TRES poemas de José zorrilla:
- A MI HIJA
Por cima de la montaña
que nos sirve de frontera,
te envía un alma sincera
un beso y una canción;
tómalos; que desde España
han de ir a dar, vida mía,
en tu alma mi poesía,
mi beso en tu corazón.
Tu padre, tras la montaña
que para ambos no es frontera,
lleva la amistad sincera
del autor de esta canción.
Recibe, pues, desde España
beso y cantar, vida mía,
en tu alma la poesía
y el beso en el corazón.
Si un día de esa montaña
paso o pasas la frontera,
verás el alma sincera
de quien te hace esta canción,
que la hidalguía de España
es quien sabe, vida mía,
dar al alma poesía
y besos al corazón. - CON EL HIRVIENTE RESOPLIDO MOJA
Con el hirviente resoplido moja
el ronco toro la tostada arena,
la vista en el jinete ata y serena,
ancho espacio buscando el asta roja.
Su arranque audaz a recibir se arroja,
pálida de valor la faz morena,
e hincha en la frente la robusta vena
el picador, a quien el tiempo enoja.
Duda la fiera, el español la llama;
sacude el toro la enastada frente,
la tierra escarba, sopla y desparrama;
le obliga el hombre, parte de repente,
y herido en la cerviz, húyele y brama,
y en grito universal rompe la gente. - ¡AY DEL TRISTE!
¡Ay del triste que consume
su existencia en esperar!
¡Ay del triste que presume
que el duelo con que él se abrume
al ausente ha de pesar!
La esperanza es de los cielos
precioso y funesto don,
pues los amantes desvelos
cambian la esperanza en celos.
que abrasan el corazón.
Si es cierto lo que se espera,
es un consuelo en verdad;
pero siendo una quimera,
en tan frágil realidad
quien espera desespera.
Su mujer despechada le persiguió toda su vida como un espectro, del mismo modo que su padre.

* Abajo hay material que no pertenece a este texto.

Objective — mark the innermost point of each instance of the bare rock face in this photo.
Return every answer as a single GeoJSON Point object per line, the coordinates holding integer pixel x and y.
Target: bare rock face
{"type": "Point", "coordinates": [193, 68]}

Este murió sin haberle perdonado por sus desobediencias a pesar de su éxito. La esposa obsesionada fue como el Javert de su amigo Victor Hugo, de la que tuvo que alejarse hasta México, donde vivió bajo la protección del emperador Maximiliano, quién más tarde, tras un período en Cuba como traficante de esclavos (las dificultades económicas del autor inmortal llegaron hasta el extremo de este emprendimiento) le convirtió en el poeta de su régimen.
La muerte de su esposa le permitió volver a España a disfrutar de su gloria y a sufrir por los apuros económicos a los que sobrevivió mayormente gracias a las ayudas de los muchos amigos y mecenas, incluida la reina María Cristina, quien le concedió una pensión demasiado tarde, cuando ya estaba enfermo a causa de un tumor cerebral que finalmente le causó la muerte a los 76 años. Las amantes y los dispendios se habían sucedido a lo largo de los años sin maldad alguna, como salida a la cerrazón íntima que le produjeron la figura paterna y marital, casi se podría decir que una figura unitaria.
El hombre inocente, bueno y talentoso a quien solo estas dos personas no quisieron, ni reconocieron, al contrario que todo el pueblo español, presente en su multitudinario entierro con la pena equiparable a la alegría de sus estrenos.